Rencontre. Jeudi 14 octobre, d’autres amis, Philippe Léogé au piano, Ali Alaoui aux percussions et Gilles Chabenat à la vielle à roue pour le concert Liqaa (Rencontre). Rencontre presque inimaginable entre un pianiste de jazz, un vielliste et un percussionniste marocain, le projet est audacieux. Jean-Marc Padovani aime prendre des risques, convaincu que la rencontre improbable est porteuse d’une musique forte et inspirée. Le concert commence par un duo, un dialogue, un échange entre le saxophone et le piano, enchaînant deux pièces arabo-andalouses avant que n’entrent en scène le vielliste et le percussionniste. L’attente curieuse des spectateurs est perceptible. C’est la très belle et très puissante composition de Padovani « Solear » qui va permettre à chacun de trouver sa place et de donner sa couleur si originale au concert. Le son tenu et les « scats » de la vielle à roue ajoutent à l’impression de sombre puissance de ce thème (dont je ne me lasse pas). Inspirées pour la plupart de musiques traditionnelles, les compositions de Léogé succèdent à celles de Chabenat et Alaoui, rencontres aussi des imaginaires et des cultures. Une ambiance festive, dansante envahit la fin du concert, portée par la voix et le tambourin d’Ali Alaoui, par les ritournelles de la vielle à roue, accompagnant les envolées du piano et du saxophone.

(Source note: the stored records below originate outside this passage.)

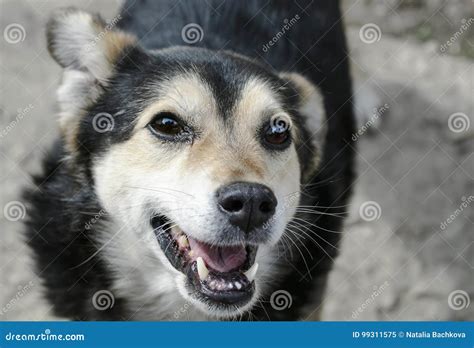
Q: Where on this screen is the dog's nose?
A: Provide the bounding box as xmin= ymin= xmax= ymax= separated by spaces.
xmin=217 ymin=182 xmax=277 ymax=232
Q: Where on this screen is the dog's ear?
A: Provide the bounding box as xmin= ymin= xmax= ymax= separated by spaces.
xmin=47 ymin=8 xmax=135 ymax=82
xmin=280 ymin=72 xmax=327 ymax=179
xmin=47 ymin=8 xmax=136 ymax=153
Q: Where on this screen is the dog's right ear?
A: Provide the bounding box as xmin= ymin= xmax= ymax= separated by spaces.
xmin=47 ymin=8 xmax=136 ymax=82
xmin=47 ymin=8 xmax=136 ymax=152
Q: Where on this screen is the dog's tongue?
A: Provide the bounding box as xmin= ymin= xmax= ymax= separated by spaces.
xmin=188 ymin=237 xmax=247 ymax=272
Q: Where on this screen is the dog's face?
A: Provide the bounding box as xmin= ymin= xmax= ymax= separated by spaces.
xmin=49 ymin=10 xmax=324 ymax=317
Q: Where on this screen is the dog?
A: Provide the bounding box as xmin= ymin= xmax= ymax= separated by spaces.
xmin=25 ymin=0 xmax=355 ymax=320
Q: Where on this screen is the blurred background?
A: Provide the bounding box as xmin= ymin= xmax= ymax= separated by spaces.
xmin=0 ymin=0 xmax=474 ymax=320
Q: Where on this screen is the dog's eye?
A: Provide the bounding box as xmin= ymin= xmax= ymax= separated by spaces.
xmin=148 ymin=112 xmax=187 ymax=138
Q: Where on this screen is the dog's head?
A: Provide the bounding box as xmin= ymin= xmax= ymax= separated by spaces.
xmin=48 ymin=10 xmax=324 ymax=317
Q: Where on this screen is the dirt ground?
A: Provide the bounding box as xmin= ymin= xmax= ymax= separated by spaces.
xmin=0 ymin=0 xmax=474 ymax=320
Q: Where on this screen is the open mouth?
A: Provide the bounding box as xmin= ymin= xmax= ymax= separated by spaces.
xmin=151 ymin=216 xmax=258 ymax=309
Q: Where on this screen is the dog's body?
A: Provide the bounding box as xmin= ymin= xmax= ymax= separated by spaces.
xmin=27 ymin=0 xmax=354 ymax=320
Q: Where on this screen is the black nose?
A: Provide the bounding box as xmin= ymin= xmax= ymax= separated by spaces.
xmin=217 ymin=182 xmax=277 ymax=232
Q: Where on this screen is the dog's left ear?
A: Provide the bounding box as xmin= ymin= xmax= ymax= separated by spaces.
xmin=280 ymin=73 xmax=327 ymax=180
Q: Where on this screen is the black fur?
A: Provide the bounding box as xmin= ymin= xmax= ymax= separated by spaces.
xmin=26 ymin=0 xmax=354 ymax=320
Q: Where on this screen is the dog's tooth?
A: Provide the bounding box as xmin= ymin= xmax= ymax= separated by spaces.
xmin=244 ymin=262 xmax=258 ymax=283
xmin=196 ymin=256 xmax=209 ymax=280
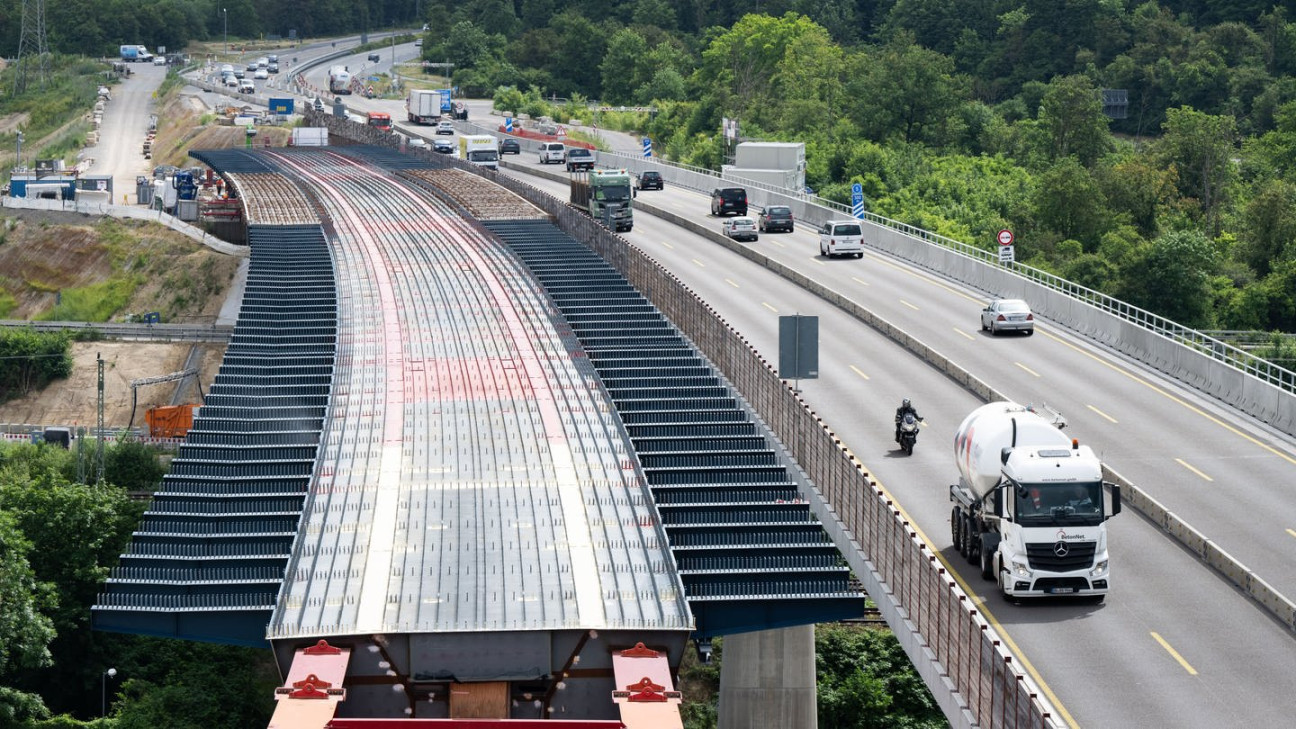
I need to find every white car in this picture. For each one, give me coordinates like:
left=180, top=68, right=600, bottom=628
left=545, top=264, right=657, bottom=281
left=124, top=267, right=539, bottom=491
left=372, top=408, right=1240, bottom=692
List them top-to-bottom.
left=540, top=141, right=566, bottom=165
left=721, top=215, right=759, bottom=240
left=819, top=221, right=864, bottom=258
left=981, top=298, right=1036, bottom=336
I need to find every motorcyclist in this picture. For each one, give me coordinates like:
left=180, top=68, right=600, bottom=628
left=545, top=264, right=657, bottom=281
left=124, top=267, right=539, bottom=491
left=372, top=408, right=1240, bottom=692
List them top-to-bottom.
left=896, top=397, right=923, bottom=442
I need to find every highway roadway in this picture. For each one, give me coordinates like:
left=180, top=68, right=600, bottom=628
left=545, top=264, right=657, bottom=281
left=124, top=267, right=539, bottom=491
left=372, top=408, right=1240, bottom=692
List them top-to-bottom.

Dolphy. Vendredi 15 octobre, autour de Jean-Marc Padovani, Sébastien Texier au saxophone, Olivier Sens à la contrebasse, Franck Tortiller au vibraphone, Jacques Mahieux à la batterie. La salle est curieuse du défi que constitue la réécriture de la musique compliquée d’Eric Dolphy. Ecrits, très écrits, les arrangements de Padovani, qui exigent une technique parfaite et une concentration permanente des musiciens. Les deux saxophonistes sont sans cesse à l’écoute, sur deux registres différents, en contraste ou en dialogue. Le délicat vibraphone chante, mélodieux et léger. Olivier Sens, à la contrebasse, s’emporte, frotte son instrument des deux mains, le frappe ; un époustouflant duo contrebasse batterie décolle, déchaîné et drôle. Ce concert exigeant, les spectateurs sont eux aussi concentrés, intelligent, savant sans être cérébral, s’achève par un morceau enjoué, dansant, swing.
Trois heures avec Jean-Marc Padovani et ses amis, tous musiciens experts, révèlent la grande générosité du saxophoniste. Il sera l’invité du Big Band 31 pour le concert du 23 octobre à Odyssud.